Did any good come out of Yahoo! chief executive Jerry Yang’s appearance before the U.S. House of Representatives Foreign Affairs Committee on Tuesday?

Yang and his company got the expected tongue lashing from chairman Tom Lantos, a fierce defender of human rights, over Yahoo!’s turning over of e-mail records to Chinese officials that led to the arrest and imprisonment of Shi Tao, a Chinese dissident journalist. The family got an apology from Taiwan-born Yang and some post-hearing discussions between Shi’s mother and Yang and Yahoo!’s general counsel, Michael Callaghan, may lead to Yahoo! settling the suit the family has brought against it.

But the rest was theatre, another exercise in Congressional China bashing on the one side and a recitation of the lesser-of-two-evils argument on the other: i.e., despite the censorship Chinese know more about the world thanks to companies like Yahoo!.

But most of all it was a reminder that it is hard for internet companies to stand up to Chinese officials when China is such a potentially lucrative market.

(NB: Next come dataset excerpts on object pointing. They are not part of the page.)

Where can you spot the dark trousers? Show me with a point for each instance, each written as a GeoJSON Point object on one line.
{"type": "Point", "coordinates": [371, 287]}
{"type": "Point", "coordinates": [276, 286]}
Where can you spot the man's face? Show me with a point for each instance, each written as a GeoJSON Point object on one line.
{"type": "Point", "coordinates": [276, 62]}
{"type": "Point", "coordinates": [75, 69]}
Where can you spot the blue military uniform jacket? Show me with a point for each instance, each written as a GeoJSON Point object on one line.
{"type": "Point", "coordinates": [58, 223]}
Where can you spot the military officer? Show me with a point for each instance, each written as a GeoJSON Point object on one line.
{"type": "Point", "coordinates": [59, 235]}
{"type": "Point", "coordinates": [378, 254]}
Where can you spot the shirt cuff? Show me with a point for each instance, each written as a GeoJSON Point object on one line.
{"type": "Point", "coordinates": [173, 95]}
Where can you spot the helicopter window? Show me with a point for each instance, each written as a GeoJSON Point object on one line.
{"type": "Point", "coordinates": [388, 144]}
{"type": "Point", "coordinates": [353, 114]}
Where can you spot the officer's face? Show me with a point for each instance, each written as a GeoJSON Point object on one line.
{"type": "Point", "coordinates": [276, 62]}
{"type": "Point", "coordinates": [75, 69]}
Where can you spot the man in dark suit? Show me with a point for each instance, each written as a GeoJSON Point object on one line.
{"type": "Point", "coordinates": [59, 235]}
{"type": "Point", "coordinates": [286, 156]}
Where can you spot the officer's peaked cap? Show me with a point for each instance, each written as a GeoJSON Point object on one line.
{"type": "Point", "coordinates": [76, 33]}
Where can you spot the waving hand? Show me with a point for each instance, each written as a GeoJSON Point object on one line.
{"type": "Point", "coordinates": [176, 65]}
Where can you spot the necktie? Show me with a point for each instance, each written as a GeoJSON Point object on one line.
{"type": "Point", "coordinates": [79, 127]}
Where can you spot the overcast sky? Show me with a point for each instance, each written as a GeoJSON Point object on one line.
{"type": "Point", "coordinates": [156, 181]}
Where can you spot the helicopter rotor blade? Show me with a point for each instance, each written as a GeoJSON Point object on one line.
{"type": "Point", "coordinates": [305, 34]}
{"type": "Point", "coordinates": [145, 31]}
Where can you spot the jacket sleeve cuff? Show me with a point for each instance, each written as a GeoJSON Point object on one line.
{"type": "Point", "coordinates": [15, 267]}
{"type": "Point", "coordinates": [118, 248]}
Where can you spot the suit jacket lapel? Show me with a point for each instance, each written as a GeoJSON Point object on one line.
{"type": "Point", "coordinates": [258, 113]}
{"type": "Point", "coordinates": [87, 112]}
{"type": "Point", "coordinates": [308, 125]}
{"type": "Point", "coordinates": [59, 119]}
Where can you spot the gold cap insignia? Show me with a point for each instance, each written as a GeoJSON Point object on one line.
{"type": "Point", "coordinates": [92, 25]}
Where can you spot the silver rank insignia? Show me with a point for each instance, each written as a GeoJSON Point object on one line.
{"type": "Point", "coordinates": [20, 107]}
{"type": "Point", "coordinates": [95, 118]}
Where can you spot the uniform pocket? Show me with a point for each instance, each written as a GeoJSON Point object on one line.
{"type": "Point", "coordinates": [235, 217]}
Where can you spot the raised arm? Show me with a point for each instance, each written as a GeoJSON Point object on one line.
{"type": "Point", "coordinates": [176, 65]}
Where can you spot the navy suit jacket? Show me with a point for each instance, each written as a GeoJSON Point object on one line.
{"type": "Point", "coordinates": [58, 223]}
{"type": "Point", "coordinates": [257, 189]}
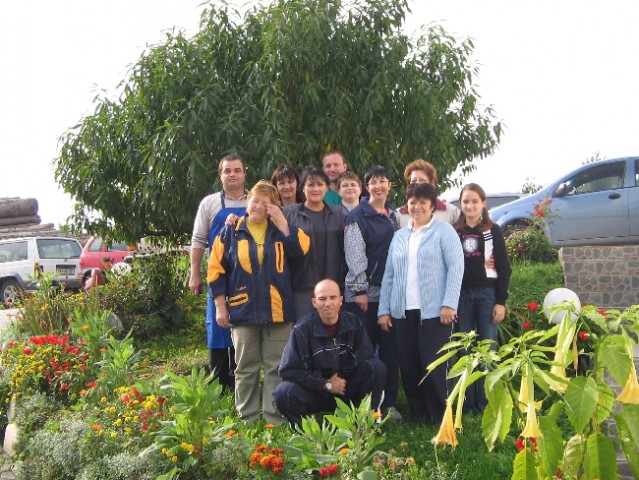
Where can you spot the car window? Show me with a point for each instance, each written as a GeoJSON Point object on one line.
{"type": "Point", "coordinates": [10, 252]}
{"type": "Point", "coordinates": [58, 248]}
{"type": "Point", "coordinates": [595, 179]}
{"type": "Point", "coordinates": [95, 245]}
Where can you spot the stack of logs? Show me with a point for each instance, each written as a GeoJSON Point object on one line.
{"type": "Point", "coordinates": [19, 218]}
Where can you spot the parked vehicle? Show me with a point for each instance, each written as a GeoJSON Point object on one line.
{"type": "Point", "coordinates": [596, 204]}
{"type": "Point", "coordinates": [22, 260]}
{"type": "Point", "coordinates": [494, 199]}
{"type": "Point", "coordinates": [99, 254]}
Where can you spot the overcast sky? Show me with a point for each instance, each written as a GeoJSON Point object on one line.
{"type": "Point", "coordinates": [560, 74]}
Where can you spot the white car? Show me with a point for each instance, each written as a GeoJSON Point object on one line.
{"type": "Point", "coordinates": [596, 204]}
{"type": "Point", "coordinates": [22, 259]}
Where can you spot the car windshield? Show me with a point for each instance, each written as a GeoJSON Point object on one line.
{"type": "Point", "coordinates": [58, 248]}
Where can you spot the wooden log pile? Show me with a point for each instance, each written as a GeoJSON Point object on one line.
{"type": "Point", "coordinates": [19, 218]}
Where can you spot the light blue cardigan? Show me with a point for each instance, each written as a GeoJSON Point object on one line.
{"type": "Point", "coordinates": [440, 263]}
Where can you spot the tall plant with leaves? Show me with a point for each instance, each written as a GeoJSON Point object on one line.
{"type": "Point", "coordinates": [281, 83]}
{"type": "Point", "coordinates": [531, 371]}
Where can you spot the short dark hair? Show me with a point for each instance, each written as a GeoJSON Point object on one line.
{"type": "Point", "coordinates": [376, 171]}
{"type": "Point", "coordinates": [311, 172]}
{"type": "Point", "coordinates": [229, 158]}
{"type": "Point", "coordinates": [421, 191]}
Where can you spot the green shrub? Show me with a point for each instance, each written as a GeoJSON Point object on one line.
{"type": "Point", "coordinates": [148, 298]}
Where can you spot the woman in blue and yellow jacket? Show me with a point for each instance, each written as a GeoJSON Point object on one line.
{"type": "Point", "coordinates": [249, 278]}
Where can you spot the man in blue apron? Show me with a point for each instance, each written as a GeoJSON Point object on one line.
{"type": "Point", "coordinates": [210, 218]}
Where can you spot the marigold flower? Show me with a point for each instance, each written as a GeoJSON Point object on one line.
{"type": "Point", "coordinates": [630, 393]}
{"type": "Point", "coordinates": [446, 434]}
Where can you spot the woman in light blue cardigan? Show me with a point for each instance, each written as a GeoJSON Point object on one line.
{"type": "Point", "coordinates": [419, 297]}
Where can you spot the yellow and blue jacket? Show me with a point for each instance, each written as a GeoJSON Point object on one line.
{"type": "Point", "coordinates": [255, 294]}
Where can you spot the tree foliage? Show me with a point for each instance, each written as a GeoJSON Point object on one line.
{"type": "Point", "coordinates": [279, 83]}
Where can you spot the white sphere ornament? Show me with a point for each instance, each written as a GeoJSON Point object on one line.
{"type": "Point", "coordinates": [558, 296]}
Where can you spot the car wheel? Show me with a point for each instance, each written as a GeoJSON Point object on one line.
{"type": "Point", "coordinates": [10, 291]}
{"type": "Point", "coordinates": [516, 226]}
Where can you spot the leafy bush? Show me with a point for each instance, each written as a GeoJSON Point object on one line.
{"type": "Point", "coordinates": [148, 298]}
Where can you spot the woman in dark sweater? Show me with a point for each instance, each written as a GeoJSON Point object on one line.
{"type": "Point", "coordinates": [482, 303]}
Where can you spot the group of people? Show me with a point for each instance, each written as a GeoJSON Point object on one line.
{"type": "Point", "coordinates": [316, 279]}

Yahoo!, Google, Microsoft and others are working on guidelines for companies that operate in countries like China that censor the Internet, though Yahoo! having sold Yahoo! China to Alibaba, in which it has a 40% stake, is able to claim arms-length distance from its operations there. Congress might just pass law to constrain U.S. tech companies from cooperating with internet-censoring regimes (the House passed a bill last month) but the problem with both the mandatory and voluntary approaches would be enforcement.
That all said, the issues and the solutions for Western companies operating in China were no different at the end of Tuesday than they were before the hearing opened in the morning.